Export of Glutamine from Senescing Leaves

Our immunological and immunocyto-logical studies have suggested that GS1 is important for the export of nitrogen from senescing rice leaves.11-13 During natural senescence of a leaf blade of rice plants, the contents of GS2 declined in parallel with other chroloplastic enzymes such as RuBisCO and Fd-GOGAT. In contrast, the GS1 protein remained relatively constant throughout the senescence period.12 When various positions of leaves are tested, the relative content of GS1 protein was found to be highest in the oldest leaf blade on the main stem of rice plants and gradually declined toward the youngest unexpanded blade.14 Tissue print immuno-blots clearly show that GS1 protein is detected in large and small vascular bundles, whereas GS2 protein is in mesophyll cells.11 When cross sections from the lowest position of the attached leaf blade were immunostained with an affinity purified anti-GS1 IgG, strong signals for GS1 protein were detected in companion cells and parenchyma cells of vascular bundles.13 The signals for GS1 were barely detected in mesophyll cells, where the

Fig. 17.1. Origin of nitrogen in ear of rice plants. Hatched area indicates the nitrogen remobilized from senescing organs into the ear, whereas the open area represents newly absorbed nitrogen originating from soil/medium. The values are adopted from Mae et al.1

GS2 protein was mainly located. Companion cell-specific localization of GS1 was also shown using immunogold labeling by a Portuguese group working with tobacco15 and potato16 plants. The spatial localization of these GS isozymes indicates distinct and non-overlapping roles in nitrogen metabolism in rice plants.

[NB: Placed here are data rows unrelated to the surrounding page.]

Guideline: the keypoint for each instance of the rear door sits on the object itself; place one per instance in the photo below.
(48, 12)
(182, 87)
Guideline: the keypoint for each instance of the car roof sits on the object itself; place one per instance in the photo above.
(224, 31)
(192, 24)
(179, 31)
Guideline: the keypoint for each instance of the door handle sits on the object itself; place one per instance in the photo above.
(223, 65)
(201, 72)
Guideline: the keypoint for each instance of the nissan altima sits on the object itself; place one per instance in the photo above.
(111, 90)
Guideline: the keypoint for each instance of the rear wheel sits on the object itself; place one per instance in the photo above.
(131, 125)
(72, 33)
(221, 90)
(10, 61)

The companion cells and vascular parenchyma cells are active in the transport of solutes, since they contain abundant mitochondria and endoplasmic reticulum.17 The companion cells are important in the regulation of phloem loading.17,18 The localization of GS1 in these cells of rice leaves further supports our hypothesis11-13 that GS1 is important in the synthesis of glutamine for nitrogen export. Conclusive evidence to support our hypothesis could be obtained either by creating mutants lacking GS1

or transformants having reduced amounts of the GS1 gene product. We are currently working on the reduction of GS1 protein in transgenic rice using techniques to express the antisense RNA driven with a companion cell-specific promoter.

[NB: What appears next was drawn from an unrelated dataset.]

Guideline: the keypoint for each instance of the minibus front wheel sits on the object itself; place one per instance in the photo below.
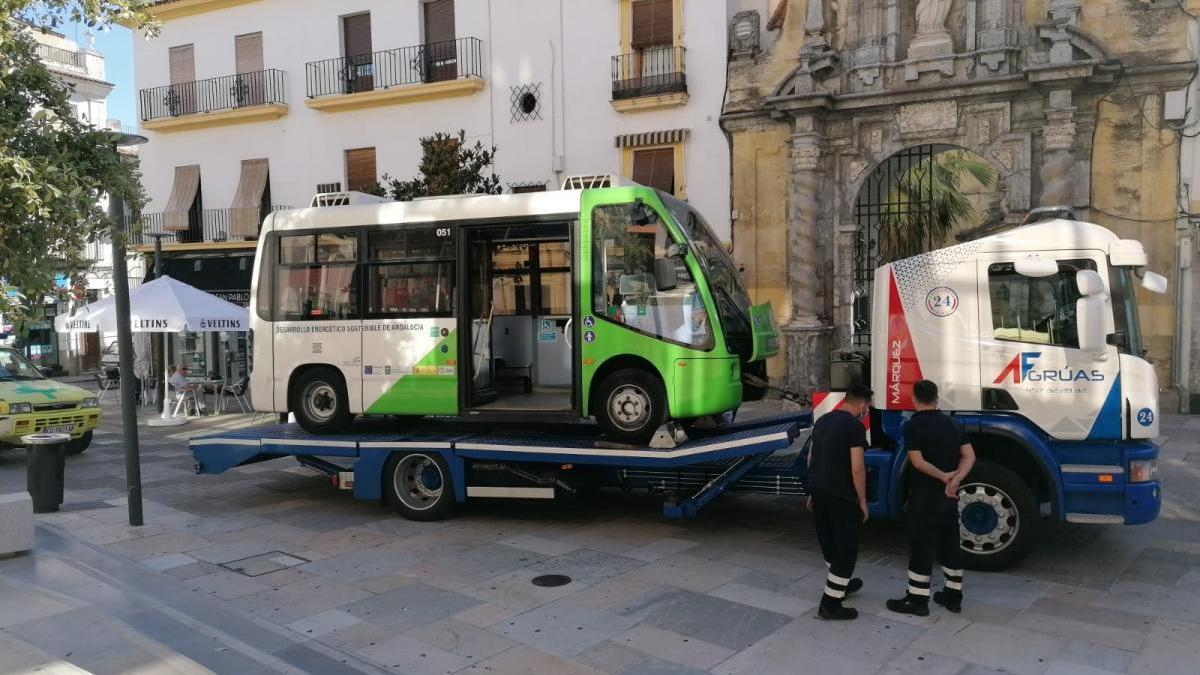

GS1 protein was detected not only in the senescing leaf blades but also in the younger blades of rice plants, although the content in the developing leaf blade was less than that in the senescing blade.14 When the cellular localization of GS1 was tested in the different leaf positions of the blades, the signals in companion cells were less striking in the younger green leaf blades and were hardly detected in the non-green portion of the unexpanded blade.13 In the non-green blades, strong signals for GS1 protein were detected in sclerenchyma and xylem parenchyma cells of vascular bundles.13 Thus, the cellular localization of GS1 in vascular bundles of rice plants changed during leaf development. When the metabolic route for generation of ammonium ions is considered in these cell types, there is no immediate answer as to a function for GS1. Biosynthesis of lignin polymer in these compartments would be one explanation for the generation of ammonium ions by a reaction of phenylalanine ammonia-lyase (EC 4.3.1.5) and GS1 might be important for the assimilation of generated ammonium ions.